Mr Kelly claimed that the police force had gone “behind Celtic’s back” when they notified European football bodies of alleged pro-IRA chants at a recent football match.
Speaking on STV’s Scotland Tonight Mr Kelly insisted that the chants were examples of “political expression” which he claimed was not a criminal offence and said: “I defend their right to sing them”.
The former Labour councillor also attacked the Scottish government’s plan to bring in legislation to tackle sectarianism in football describing it as an attack on free speech. He claimed that police chiefs had spoken to Labour MSPs and assured them that their original complaint, which led to last season’s summit, was only about domestic violence following Old Firm ties.
He also argued that fans on both sides of the football divide should be allowed to sing their songs saying: “people have the right to be offensive if they want to be”.
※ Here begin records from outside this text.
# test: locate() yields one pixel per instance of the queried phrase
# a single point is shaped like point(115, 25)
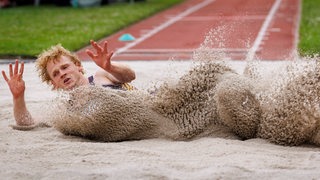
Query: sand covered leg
point(291, 112)
point(107, 115)
point(189, 103)
point(237, 106)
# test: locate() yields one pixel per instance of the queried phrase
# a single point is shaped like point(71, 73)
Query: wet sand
point(45, 153)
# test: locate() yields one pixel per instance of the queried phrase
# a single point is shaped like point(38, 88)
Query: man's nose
point(63, 74)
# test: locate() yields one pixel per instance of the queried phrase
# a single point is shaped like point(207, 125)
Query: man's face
point(65, 74)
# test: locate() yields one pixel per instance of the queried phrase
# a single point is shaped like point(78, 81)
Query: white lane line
point(165, 25)
point(262, 31)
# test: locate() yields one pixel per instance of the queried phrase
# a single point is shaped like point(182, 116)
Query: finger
point(5, 76)
point(90, 53)
point(16, 67)
point(96, 46)
point(10, 70)
point(111, 54)
point(105, 47)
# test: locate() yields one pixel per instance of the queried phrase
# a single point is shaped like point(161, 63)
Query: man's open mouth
point(66, 81)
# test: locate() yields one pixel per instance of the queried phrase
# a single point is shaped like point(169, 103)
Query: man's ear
point(81, 69)
point(54, 86)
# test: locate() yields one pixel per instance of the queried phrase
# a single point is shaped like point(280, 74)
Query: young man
point(61, 69)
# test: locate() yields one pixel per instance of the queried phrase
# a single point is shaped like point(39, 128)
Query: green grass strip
point(27, 30)
point(309, 40)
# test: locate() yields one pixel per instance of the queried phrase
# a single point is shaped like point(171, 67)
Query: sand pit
point(46, 153)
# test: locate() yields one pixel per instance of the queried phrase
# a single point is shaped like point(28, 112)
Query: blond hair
point(53, 54)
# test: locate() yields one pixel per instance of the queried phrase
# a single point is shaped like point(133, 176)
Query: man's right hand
point(15, 81)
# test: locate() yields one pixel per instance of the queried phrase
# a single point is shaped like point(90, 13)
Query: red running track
point(243, 29)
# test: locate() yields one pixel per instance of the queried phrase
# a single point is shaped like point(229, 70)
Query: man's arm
point(115, 72)
point(17, 88)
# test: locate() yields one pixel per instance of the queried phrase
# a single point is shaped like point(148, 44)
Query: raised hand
point(15, 81)
point(102, 58)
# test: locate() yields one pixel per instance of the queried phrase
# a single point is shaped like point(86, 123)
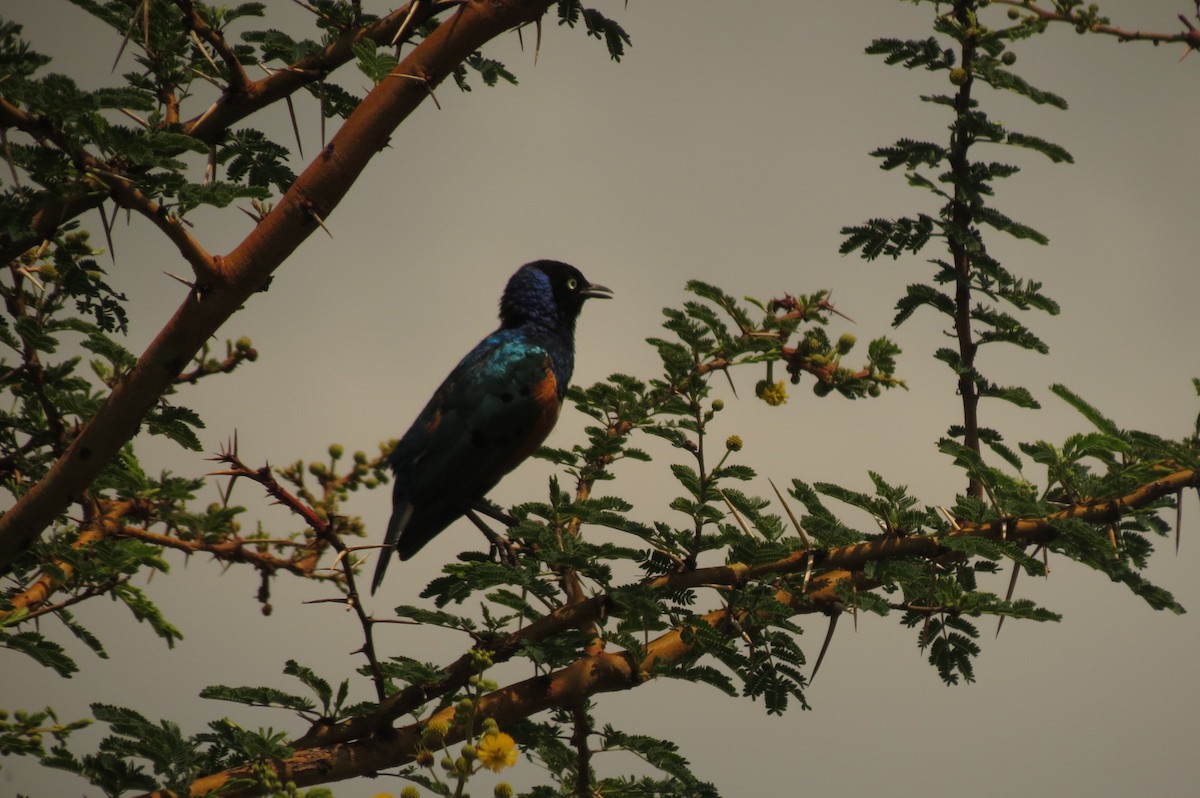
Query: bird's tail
point(400, 519)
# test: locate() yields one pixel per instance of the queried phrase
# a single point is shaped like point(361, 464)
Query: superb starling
point(492, 412)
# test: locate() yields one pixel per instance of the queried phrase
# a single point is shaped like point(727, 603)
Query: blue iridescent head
point(549, 294)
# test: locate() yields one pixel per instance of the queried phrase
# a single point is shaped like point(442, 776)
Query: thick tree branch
point(247, 269)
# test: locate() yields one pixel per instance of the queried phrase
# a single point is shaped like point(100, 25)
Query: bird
point(493, 409)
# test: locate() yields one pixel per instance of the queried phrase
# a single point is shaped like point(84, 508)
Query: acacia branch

He argued that the best way to deal with such fans would be to ask them to leave the ground.
Mr Kelly insisted that last season’s troubles around football that witnessed Celtic manager Neil Lennon attacked at a game and parcel bombs being sent to his, and other prominent fans, addresses was only a “minor series of incidents”.
Mr Kelly also compared the IRA chanting to songs like Flower of Scotland and Killicrankie and claimed that they were just as offensive to many people.